The short answer is yes, but I'd qualify that in various ways, since the cryptic texts that constitute the corpus of the Mystery can categorically "fit" along a number of different axes.
First off, the Mystery texts may have a practical purpose: the webmaster of the Mystery site is attempting to interpret them as encoded "rules" to a "game," which would suggest that they're more comfortably classified under "instructions" or "puzzle," fields that aren't traditionally thought of as "aesthetic." (This may be a failing: elements of the aesthetic can be located in puzzles which are finely-crafted, as any fan of "enigmatologist" Will Shortz will readily attest to. And categorizing something as a "puzzle" doesn't
necessarily mean that it can't also be categorized as a narrative: certainly all mystery novels are "puzzle-narratives" of a sort, and other "book-puzzles" exist: as a child I logged a lot of hours looking at Christopher Manson's Maze, a "virtual space in the shape of a book.")

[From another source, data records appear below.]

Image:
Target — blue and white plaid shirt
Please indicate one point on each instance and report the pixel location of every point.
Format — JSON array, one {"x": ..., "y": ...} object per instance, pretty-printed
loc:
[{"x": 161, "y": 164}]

Mystery novels, of course, frame their puzzles with all the normal trappings of narrative, and even the nonlinear Maze has a setting, characters (it's told from the point of view of a guide) and dialogue. The Mayday Mystery corpus doesn't have any of these things: although it features various historical personages they don't "function" as characters, and at initial glance nothing resembling a plot or setting can be discerned. Its organizing strategy seems to be primarily collage / juxtaposition, producing something ideogrammatic rather than linear, which would seem to take it out of the realms of narrative or instruction and place it instead more into the realms of poetry (or magic).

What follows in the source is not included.